Sn. Erdoğan, Polonya ile Baltık ülkeleri Estonya, Litvanya ve Letonya’nın Rusya’ya karşı ortak savunulması konusunun tartışılması halinde; “Siz YPG’yi terör örgütü saymazsanız, Türkiye de bu planı veto eder” çıkışını bile yapamamıştı. 
Evet, Erbakan Hocamızın: 1- İslam Birleşmiş Milletler Teşkilatı, 2- İslam Ortak Pazarı, 3- Müşterek İslam Dinarı, 4- İslam Savunma Paktı, 5- İslam Bilim ve Teknoloji Ortak Vakfı gibi tarihi projelerini uygulamadan ve D-8 girişimi canlandırılmadan, şahsiyetli bir dış politika uygulamak, milli çıkarlarımızı ve bekamızı korumak kolay ve mümkün olmayacaktı.  Bu tarihi ve talihli programlara ise, işbirlikçi kafaların sahip çıkacağını sanmak saflıktı. AKP iktidarının ve Erdoğan’ın 18 yıllık tahribat icraatları ortadaydı. Artık uyanmak ve milli vicdanı canlandırmak zamanıydı... Ancak, hayret! Bu temennilere (ve İlahi müjdelere) her nedense en çok AKP kurmayları ve yandaşları karşıydı!?.. Ve zaten bu kutlu projeleri engellemek için iktidara taşınmışlardı... Bu arada, ülkelerinde on milyonlarca Müslüman nüfus barındıran; Rusya, Hindistan ve Çin gibi devletlerle de samimi, sahici ve verimli irtibat ve ittifaklar kurularak, bu kutlu hedeflere ulaştıracak iktidarlara ve programlara acilen ihtiyaç vardı!

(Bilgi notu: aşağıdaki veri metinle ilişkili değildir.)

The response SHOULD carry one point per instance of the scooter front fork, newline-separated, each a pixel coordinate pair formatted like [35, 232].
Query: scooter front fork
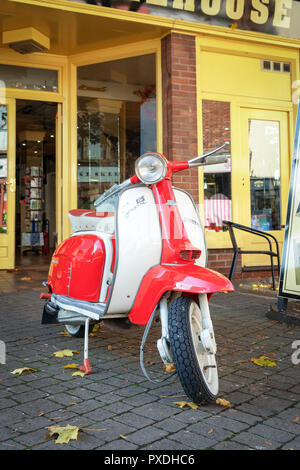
[163, 343]
[86, 367]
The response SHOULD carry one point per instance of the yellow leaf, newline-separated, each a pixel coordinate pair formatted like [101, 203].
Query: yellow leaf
[65, 333]
[65, 433]
[23, 370]
[65, 353]
[78, 374]
[223, 402]
[169, 367]
[95, 329]
[182, 404]
[263, 361]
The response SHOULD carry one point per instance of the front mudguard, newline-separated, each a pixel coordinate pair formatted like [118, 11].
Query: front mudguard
[191, 279]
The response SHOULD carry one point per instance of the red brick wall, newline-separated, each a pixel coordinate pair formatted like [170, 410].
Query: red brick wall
[180, 106]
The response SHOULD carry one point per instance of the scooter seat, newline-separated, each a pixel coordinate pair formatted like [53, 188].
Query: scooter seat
[85, 220]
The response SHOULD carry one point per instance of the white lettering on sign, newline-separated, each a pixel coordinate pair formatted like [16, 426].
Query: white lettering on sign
[235, 9]
[260, 14]
[2, 352]
[281, 11]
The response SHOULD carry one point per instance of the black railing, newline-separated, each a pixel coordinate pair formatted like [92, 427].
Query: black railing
[272, 252]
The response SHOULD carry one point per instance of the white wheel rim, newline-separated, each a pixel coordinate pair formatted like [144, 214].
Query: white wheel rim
[72, 329]
[206, 361]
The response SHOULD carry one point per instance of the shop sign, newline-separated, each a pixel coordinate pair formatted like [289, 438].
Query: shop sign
[289, 285]
[276, 17]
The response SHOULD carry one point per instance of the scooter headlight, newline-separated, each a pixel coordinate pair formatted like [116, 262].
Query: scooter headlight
[151, 168]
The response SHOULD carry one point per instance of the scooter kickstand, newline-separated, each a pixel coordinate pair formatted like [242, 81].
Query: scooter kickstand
[86, 368]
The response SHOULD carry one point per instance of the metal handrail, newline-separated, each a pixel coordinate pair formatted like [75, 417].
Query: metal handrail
[237, 250]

FETO’cu Arınç’ın ucuz ve uyuz çıkışlar!


Cumhurbaşkanlığı Yüksek İstişare Kurulu Üyesi, yani Sn. Erdoğan’a akıl verenlerden birisi olan Bülent Arınç, kamuoyunda sürekli konuşulan KHK mağdurlarıyla ilgili, kimilerine göre çok çarpıcı, bize göre ise “çarpıtıcı” açıklamalar yapmıştı. ''KHK bir faciadır'' diyen Arınç çevresinde birçok KHK mağdurunun olduğunu söyleyerek “onları gördükçe yerin dibine geçiyorum” ifadelerini kullanmıştı. Oysa sorunları çözme makamında, yani iktidarda bulunanların hala şikâyet edip durmaları ve üzüntü beyanları, ya acizlik ve beceriksizlik itirafıydı veya riyakârlıktı. 

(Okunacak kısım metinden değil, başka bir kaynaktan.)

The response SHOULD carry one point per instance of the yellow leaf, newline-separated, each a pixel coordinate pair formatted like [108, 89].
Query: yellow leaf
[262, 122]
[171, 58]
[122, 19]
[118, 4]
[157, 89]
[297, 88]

 “Evime temizlik yapmaya gelen kadın (Fetöcülükten) Daire Başkanlığı’ndan ihraç edilmiş; ben onları gördükçe yerin dibine geçiyorum!” riyakârlığı!

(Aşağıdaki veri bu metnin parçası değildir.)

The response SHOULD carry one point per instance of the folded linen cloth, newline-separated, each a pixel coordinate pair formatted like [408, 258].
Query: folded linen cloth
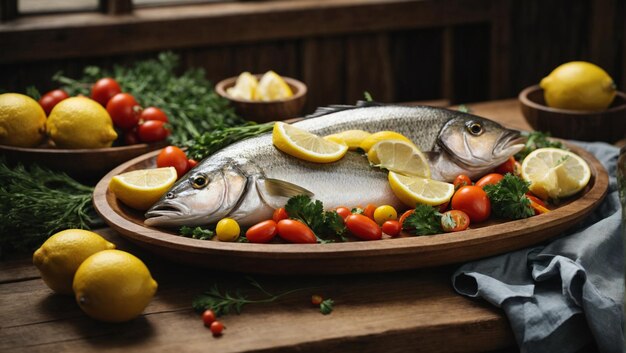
[567, 293]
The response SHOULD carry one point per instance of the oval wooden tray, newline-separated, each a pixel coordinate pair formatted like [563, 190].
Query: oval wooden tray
[349, 257]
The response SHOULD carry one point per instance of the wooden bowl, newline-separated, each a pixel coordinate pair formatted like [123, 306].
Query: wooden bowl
[266, 111]
[608, 125]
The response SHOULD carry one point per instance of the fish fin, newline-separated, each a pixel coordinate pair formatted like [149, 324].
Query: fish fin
[277, 192]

Arınç bu samimiyetsizlikte o denli ileri gidiyordu ki; “Cumhurbaşkanlığı Yüksek İstişare Kurulu” üyeliğinden aldığı 30 bin TL maaşının yarısını bu FETÖ'cü mağdurlara dağıttığını söyleyecek kadar cıvıklaşıyordu... Yoksa FETÖ güdümlü yeni bir oluşum kokusu almış da, şimdiden yanaşmaya ve yaranmaya mı çalışıyordu? Hem bu kadar net ve mert bir insan ise, şu anda kaç yerden böyle kaç yüksek maaş aldığını niye yazmıyordu?